Graphically, seeing The Messenger jump between 8-bit and 16-bit styles is beyond beautiful, with the retro styles showcasing how one can craft beauty with as little pixels as possible. I loved revisiting past levels when the Genesis/SNES-era visuals are kicked into place, as it demonstrates how much more detail developers were able to put into the character's surroundings. What is blocky and dark in 8-bit can become majestic and bright with the graphics update; at the same time, seeing 16-bit levels downgraded to 8-bit brings out a level of minimalistic art that's equally as enjoyable to look at.
Lastly, you cannot talk about this game without a mention of Rainbowdragoneyes's soundtrack. The chiptune sounds that bellow out of the speakers feel right at home with the action that takes place onscreen.
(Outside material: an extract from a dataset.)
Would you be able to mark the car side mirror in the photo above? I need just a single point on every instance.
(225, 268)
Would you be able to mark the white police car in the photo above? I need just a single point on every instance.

It's also amazing to hear the songs be updated whenever you switch back and forth between the two graphical worlds, as they show off the limitations/strengths of what you could create for a video game score in both eras.
- Excellent challenges
- Beautifully nostalgic visuals
- Unexpectedly funny as hell
- Map button could've been placed elsewhere
The Messenger has it all: fun retro gameplay, a clever story, some excellent humor, and a bunch of memorable boss battles. It's a title like this that makes me proud to call myself a gamer, one that encompasses every great thing about the art form in one fell swoop. Those who own a Nintendo Switch should consider The Messenger a necessity in their gaming library, as it demonstrates how to craft side-scrolling ninja games in the most perfect of ways.
Promotional consideration provided by Thomas Schulenberg of Tinsley PR. Reviewed on the Nintendo Switch. Available August 30th!